My initial thought pattern was that plankton are attracted to moonlight - which is amber in the fall and white to blueish-white at other times. Nature imitates this with bio-luminesence, but just because it is usually green, dosen't make me believe it is the perfect color, just what is possible from a couple of chemicals.
I think this might all change when you get into larger fish (deep dropping or trolling at night) , but I think the attraction of small organisms is what you are looking for here.
Why not Hang Both lights and see?


----------



## Jfreeman388 (Sep 27, 2010)

thanx for the info...i have thought about trying amber lights on one side and the white lights on the other. 
I might try to do underwater lights so that the glare off the water isnt as bad for the other people in my family that do not fish and would rather sit down there at night. is there any advantage/disadvantage to underwater lighting?how do you fix the underwater lights so they will stay in the same position? where do i find the lights?


----------



## Mad Hooker (Jun 2, 2010)

Tons of green submerged water lights down in Tampa/St Pete... they definitely will have more fish (specks, snook) on them than any docks around with out of water lights.. they look really cool too.


----------



## pistol (Nov 16, 2010)

just google green fishing lights. There is a new one from a guy in Louisiana called the fish vector. I just watched a night fishing video called night fishing at the rigolets on louisiana sportsman .com. it also adds sound to the lights, they work very well.


----------



## pcolabeachbum (Jul 9, 2010)

Green underwater fish lights are AMAZING


----------



## attitudes (Sep 2, 2009)

*Lights*

I have 2 under water lights called Green Monster Lights. They look great & really attract the fish. They are 175 watt mercury vapor bulbs & are on a sensor coming on only in darkness. You can google them up & checkem out.


----------



## Miami Matt (Jun 20, 2009)

pcolabeachbum said:


> Green underwater fish lights are AMAZING


+1:thumbup:


----------



## Yaksquatch (Mar 23, 2009)

Mad Hooker said:


> Tons of green submerged water lights down in Tampa/St Pete... they definitely will have more fish (specks, snook) on them than any docks around with out of water lights.. they look really cool too.

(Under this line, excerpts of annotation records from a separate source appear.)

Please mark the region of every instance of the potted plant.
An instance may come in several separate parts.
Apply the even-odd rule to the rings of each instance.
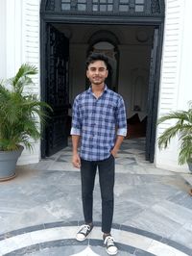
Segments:
[[[176,119],[176,123],[160,135],[158,146],[160,149],[166,148],[171,139],[179,135],[179,165],[188,164],[192,171],[192,101],[189,101],[187,111],[171,112],[161,116],[157,124],[170,119]]]
[[[13,78],[0,82],[0,181],[15,176],[18,157],[40,138],[39,121],[44,123],[46,109],[51,110],[25,90],[36,73],[36,66],[24,64]]]

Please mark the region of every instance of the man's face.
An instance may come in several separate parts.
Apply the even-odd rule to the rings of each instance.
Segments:
[[[91,85],[103,85],[108,77],[108,71],[106,64],[103,61],[96,61],[88,65],[86,76]]]

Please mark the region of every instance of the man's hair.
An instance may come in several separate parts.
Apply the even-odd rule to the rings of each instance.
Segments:
[[[106,55],[102,54],[102,53],[91,53],[87,59],[86,59],[86,69],[88,69],[88,65],[90,64],[93,64],[97,61],[103,61],[107,66],[107,69],[108,68],[108,59]]]

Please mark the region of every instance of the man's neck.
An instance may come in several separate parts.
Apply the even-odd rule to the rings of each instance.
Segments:
[[[105,89],[105,84],[101,84],[101,85],[91,85],[92,88],[92,91],[96,92],[96,91],[103,91]]]
[[[104,91],[105,84],[91,85],[91,88],[92,88],[93,94],[98,98],[102,95],[102,93]]]

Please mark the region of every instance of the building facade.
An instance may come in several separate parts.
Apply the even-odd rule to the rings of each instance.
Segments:
[[[88,7],[90,3],[92,6]],[[187,109],[187,102],[192,98],[192,1],[108,0],[105,3],[2,0],[0,77],[12,77],[23,63],[35,64],[39,72],[34,79],[36,86],[30,90],[48,103],[54,101],[57,110],[63,109],[64,113],[67,109],[66,115],[70,116],[74,97],[87,86],[84,79],[87,54],[104,52],[109,57],[113,70],[108,82],[124,96],[128,117],[137,114],[140,120],[148,116],[149,122],[151,116],[146,136],[148,160],[154,161],[157,167],[187,171],[186,166],[178,166],[177,139],[168,149],[158,150],[156,138],[171,122],[156,127],[156,119],[170,111]],[[115,3],[118,3],[118,14],[112,17],[101,14],[102,12],[115,13],[117,9],[112,10]],[[57,9],[59,5],[61,5],[61,14]],[[74,11],[76,7],[80,13]],[[88,16],[90,10],[86,7],[92,8],[96,14]],[[142,14],[144,8],[146,12],[155,10],[155,14]],[[98,10],[100,15],[97,15]],[[132,10],[135,13],[130,13]],[[58,50],[60,45],[65,45],[61,57],[63,49]],[[57,70],[52,69],[55,59],[60,67]],[[64,74],[60,68],[65,70]],[[64,89],[60,87],[60,78],[61,84],[66,84]],[[60,94],[64,93],[67,98],[60,98]],[[62,100],[67,108],[57,105],[57,101]],[[153,110],[151,115],[150,109]],[[47,130],[44,140],[34,143],[33,152],[24,151],[18,164],[36,163],[67,144],[63,141],[60,145],[67,133],[62,129],[62,121],[54,118],[55,126]]]

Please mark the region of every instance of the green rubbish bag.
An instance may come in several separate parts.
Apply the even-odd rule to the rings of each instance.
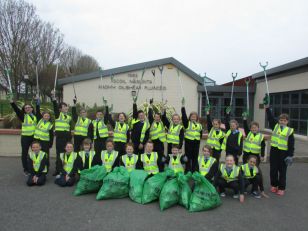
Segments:
[[[159,195],[159,207],[163,211],[170,208],[173,205],[176,205],[180,199],[180,188],[177,178],[168,180]]]
[[[107,175],[105,166],[96,165],[90,169],[80,172],[80,179],[77,183],[74,196],[98,192],[102,187],[103,179]]]
[[[184,175],[183,173],[179,173],[177,179],[180,189],[179,204],[184,206],[186,209],[189,209],[189,201],[192,193],[189,185],[189,180],[191,179],[191,172],[188,172],[186,175]]]
[[[216,189],[204,176],[195,172],[192,177],[195,181],[195,188],[190,198],[190,212],[210,210],[221,205]]]
[[[96,200],[124,198],[128,196],[128,191],[129,173],[123,166],[116,167],[104,178]]]
[[[130,172],[129,197],[131,200],[142,203],[143,185],[147,177],[148,173],[144,170],[135,169]]]
[[[166,169],[164,172],[157,173],[148,178],[143,186],[142,204],[157,200],[167,178],[172,176],[174,176],[174,171]]]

I don't know that the underwater lights actually hold more fish. However, the fish are all back-lite which makes them A LOT easier to see and you can see more of them. Yes, they do look really awesome!

Alex


----------



## patman71 (Aug 14, 2008)

I fished some submerged green lights in Shalimar and in the intercoastal by Destin and they were fantastic. Every dock we went to with these light had fish swimming everywhere.The ones with white lights not near as many fish if at all.


----------



## Jighead (Feb 11, 2009)

Submerged Green lights are very good but I'll take the small rectangular halogen lights pointed down.


----------



## Sunshine (Mar 18, 2010)

Are the Specks and Reds still on the lights this time of year?


----------